Many of the disruptive technologies we follow have proven more evolutionary than revolutionary:
• 2D barcode symbologies,
• RFID, and
• voice recognition
Each of these technologies has made fools of optimists and cynics alike. Still waiting for that much ballyhooed 5 cent smart label? Take a number. Still waiting for multi-modal data capture to be embraced globally by warehouses and T&L operators? We’re already there.
So what’s the deal with electronic shelf labels?
The value proposition is as compelling as it was in the eighties and nineties, even more so with the new functionality ESL suppliers have added in recent years:
• dynamic displays,
• temperature and stock monitoring,
• longer life displays that consume less energy,
• Stock to light capabilities, etc.
Yet, ESL suppliers have yet to successfully secure that elusive retail reference account that will start those dominoes tumbling, particularly in North America, which remains largely under-penetrated.
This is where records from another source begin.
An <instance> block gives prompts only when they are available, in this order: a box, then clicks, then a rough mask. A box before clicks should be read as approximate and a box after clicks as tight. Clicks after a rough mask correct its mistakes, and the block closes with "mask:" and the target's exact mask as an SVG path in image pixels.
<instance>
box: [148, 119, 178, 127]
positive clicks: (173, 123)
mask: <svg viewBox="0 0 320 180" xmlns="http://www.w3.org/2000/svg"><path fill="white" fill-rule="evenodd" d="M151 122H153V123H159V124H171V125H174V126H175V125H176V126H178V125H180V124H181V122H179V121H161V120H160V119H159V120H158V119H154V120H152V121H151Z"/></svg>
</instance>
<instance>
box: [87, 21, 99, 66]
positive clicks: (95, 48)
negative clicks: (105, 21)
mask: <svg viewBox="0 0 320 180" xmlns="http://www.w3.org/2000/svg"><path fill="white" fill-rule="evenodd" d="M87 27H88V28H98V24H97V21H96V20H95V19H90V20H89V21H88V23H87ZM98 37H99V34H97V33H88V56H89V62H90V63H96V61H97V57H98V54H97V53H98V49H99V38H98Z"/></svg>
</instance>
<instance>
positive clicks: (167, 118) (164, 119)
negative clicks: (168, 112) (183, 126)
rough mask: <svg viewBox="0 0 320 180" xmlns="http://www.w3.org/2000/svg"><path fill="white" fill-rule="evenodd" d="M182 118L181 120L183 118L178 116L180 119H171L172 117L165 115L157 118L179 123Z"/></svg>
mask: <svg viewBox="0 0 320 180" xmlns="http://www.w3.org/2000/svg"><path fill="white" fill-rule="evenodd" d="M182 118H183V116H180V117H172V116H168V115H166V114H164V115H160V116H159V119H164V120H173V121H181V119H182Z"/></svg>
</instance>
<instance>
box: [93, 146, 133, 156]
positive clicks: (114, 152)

The capital outlay required to support ESL is far from insignificant and is compounded when high volume retail chains (those who stand to benefit the most) consider investing. With the average North American supermarket carrying 46,852 items and ESL volume pricing approaching $5.00, the cost to outfit a single supermarket can easily exceed $250,000. The alternatives are far less CAPEX intensive. Accounting for labor savings alone won’t provide a return on investment in less than three years, not with the “median stock clerk” earning $9.38 per hour, sans benefits.
As with the aforementioned technologies, finding the tipping point has as much to do with accessing incremental revenue as it does with labor savings and operational efficiency.
How much incremental revenue might a typical supermarket access through pricing optimization, and what impact might this incremental revenue have on the ROI calculation?
These are the questions forward thinking retailers are contemplating, and endeavoring to answer. Is this the breakout year for ESL? Are we there yet? Are we there yet?